Gorgas died at the age of 65 in Tuscaloosa in 1883, and was buried at Evergreen Cemetery.
His widow Amelia served as the university's librarian for 23 years after his death and the main university library is named the Amelia Gayle Gorgas Library in her honor. Their oldest son, William Crawford Gorgas (born 1854) served as Surgeon General of the U.S. Army and is credited with implementing preventive measures against yellow fever and malaria that allowed for the completion of the Panama Canal.

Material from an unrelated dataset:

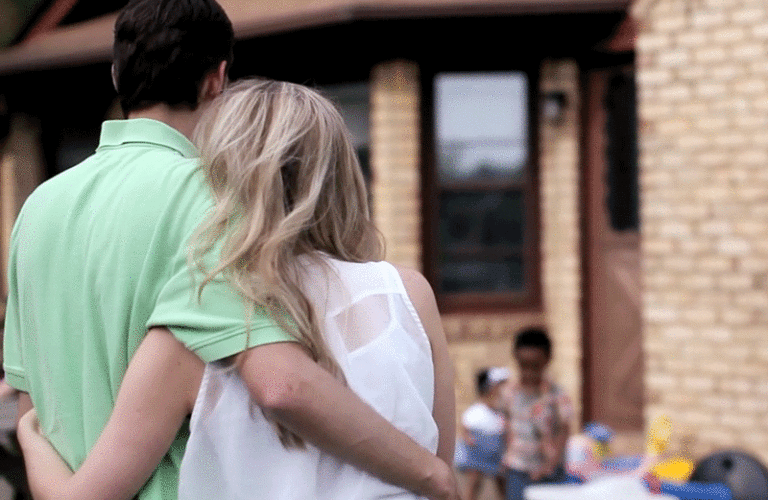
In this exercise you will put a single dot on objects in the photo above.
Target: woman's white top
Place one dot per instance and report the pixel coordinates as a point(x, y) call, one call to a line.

The birthplace of Josiah Gorgas on various websites is erroneously listed as "Running Pumps, PA." Josiah was actually born in a house adjacent to the family's cotton factory near the Running Pumps Hotel, just north of Elizabethtown, Lancaster County, Pennsylvania. Josiah's father once owned the Running Pumps Hotel, but due to financial difficulties, he had to sell the Running Pumps Hotel in 1813, five years before Josiah's birth in 1818. (Source: Winters Heritage House Museum, Elizabethtown, Pennsylvania.)